The company attributed the widening losses mainly to heavy research and development spending, as well as costs linked to sales expansion and customer support. For investors, the key question will be whether Axera can convert shipment volume into stronger margins as competition intensifies.
Notably, the filing does not disclose total shares outstanding post-IPO, making it difficult to assess valuation metrics such as price-to-sales ratios — a gap that may complicate comparisons with listed peers.
Why Hong Kong, and why now
Axera’s IPO adds to a growing pipeline of Chinese semiconductor and AI firms seeking capital in Hong Kong, including MiniMax, Z.ai, and Biren. With U.S. capital markets largely inaccessible and mainland listings subject to long approval cycles, Hong Kong has emerged as the preferred offshore fundraising venue for strategically sensitive sectors.
The timing also aligns with Beijing’s broader push for technological self-sufficiency, particularly in semiconductors and AI infrastructure. For investors, this policy backing provides long-term visibility — but does not remove near-term commercial risks.
As Axera heads toward a public listing, investors are expected to closely examine several key factors that will shape its long-term outlook:
Axera’s planned Hong Kong IPO highlights the growing gap between technological ambition and financial reality in China’s AI chip sector. While demand for on-device inference is rising, turning technical capability into sustainable profits remains a challenge, particularly as competition intensifies and customers push for lower prices.

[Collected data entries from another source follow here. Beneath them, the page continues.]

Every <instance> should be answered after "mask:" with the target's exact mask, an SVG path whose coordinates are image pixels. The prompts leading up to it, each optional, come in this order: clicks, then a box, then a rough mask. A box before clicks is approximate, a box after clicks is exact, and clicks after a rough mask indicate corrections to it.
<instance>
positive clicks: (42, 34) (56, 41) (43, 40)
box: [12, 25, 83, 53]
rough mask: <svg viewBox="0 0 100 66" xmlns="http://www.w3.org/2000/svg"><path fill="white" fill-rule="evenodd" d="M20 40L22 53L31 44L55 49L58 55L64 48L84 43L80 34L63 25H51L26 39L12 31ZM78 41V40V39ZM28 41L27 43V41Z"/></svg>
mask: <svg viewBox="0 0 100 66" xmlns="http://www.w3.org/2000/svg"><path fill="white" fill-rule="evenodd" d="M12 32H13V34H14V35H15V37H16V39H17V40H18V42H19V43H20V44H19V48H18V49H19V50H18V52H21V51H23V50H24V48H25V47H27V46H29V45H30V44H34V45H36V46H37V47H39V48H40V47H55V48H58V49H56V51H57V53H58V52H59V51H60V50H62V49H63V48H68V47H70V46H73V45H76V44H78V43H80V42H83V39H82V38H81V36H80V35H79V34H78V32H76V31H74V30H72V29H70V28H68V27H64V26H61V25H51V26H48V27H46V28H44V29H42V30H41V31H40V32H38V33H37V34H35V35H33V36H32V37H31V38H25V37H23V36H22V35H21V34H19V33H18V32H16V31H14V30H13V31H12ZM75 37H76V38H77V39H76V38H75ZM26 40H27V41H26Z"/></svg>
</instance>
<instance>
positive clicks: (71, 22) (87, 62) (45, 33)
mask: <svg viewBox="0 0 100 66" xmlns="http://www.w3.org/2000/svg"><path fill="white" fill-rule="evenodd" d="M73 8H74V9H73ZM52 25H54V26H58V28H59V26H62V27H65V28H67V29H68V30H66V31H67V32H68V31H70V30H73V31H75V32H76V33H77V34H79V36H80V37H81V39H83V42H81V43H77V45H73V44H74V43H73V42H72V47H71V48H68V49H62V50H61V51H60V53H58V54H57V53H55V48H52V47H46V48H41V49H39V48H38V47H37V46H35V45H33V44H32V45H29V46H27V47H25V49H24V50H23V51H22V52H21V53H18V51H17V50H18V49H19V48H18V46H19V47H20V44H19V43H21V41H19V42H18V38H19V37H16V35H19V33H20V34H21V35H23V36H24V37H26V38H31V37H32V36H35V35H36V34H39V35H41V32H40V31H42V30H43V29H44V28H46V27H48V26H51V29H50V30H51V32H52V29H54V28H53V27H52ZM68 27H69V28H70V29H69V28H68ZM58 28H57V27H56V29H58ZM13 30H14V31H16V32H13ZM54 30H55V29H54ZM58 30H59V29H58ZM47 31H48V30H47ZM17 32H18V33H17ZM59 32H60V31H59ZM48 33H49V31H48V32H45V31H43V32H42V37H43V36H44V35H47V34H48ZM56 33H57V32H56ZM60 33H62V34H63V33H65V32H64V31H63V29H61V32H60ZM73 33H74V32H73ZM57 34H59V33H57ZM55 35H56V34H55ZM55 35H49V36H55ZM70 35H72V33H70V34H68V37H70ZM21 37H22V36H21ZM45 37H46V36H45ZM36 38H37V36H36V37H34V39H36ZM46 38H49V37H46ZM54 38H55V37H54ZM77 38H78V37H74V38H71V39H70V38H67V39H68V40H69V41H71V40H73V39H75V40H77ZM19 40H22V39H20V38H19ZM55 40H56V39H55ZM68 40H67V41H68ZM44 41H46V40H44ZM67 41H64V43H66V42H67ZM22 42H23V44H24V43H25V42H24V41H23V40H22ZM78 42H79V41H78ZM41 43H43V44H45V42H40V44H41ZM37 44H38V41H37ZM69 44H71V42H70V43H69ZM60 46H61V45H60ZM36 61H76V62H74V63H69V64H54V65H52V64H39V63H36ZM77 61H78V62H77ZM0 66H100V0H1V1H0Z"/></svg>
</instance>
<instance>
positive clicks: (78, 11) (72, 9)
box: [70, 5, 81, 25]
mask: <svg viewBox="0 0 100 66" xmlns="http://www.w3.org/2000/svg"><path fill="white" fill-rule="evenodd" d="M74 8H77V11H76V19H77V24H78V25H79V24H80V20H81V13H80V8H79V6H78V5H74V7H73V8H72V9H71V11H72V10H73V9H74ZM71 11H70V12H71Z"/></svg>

The listing will serve as an early signal of how public investors value edge AI chipmakers that are still in heavy investment mode. Axera’s performance after listing may influence how readily the market supports similar companies preparing to go public, especially those with limited revenue scale but strong policy and investor backing.
For Hong Kong, the deal underscores its evolving role as a primary capital market for Chinese deep-tech firms navigating geopolitical constraints and long development cycles. Whether Axera can convince investors of a clear commercial trajectory may ultimately shape confidence not just in one company, but in the broader pipeline of China’s AI hardware startups heading to public markets.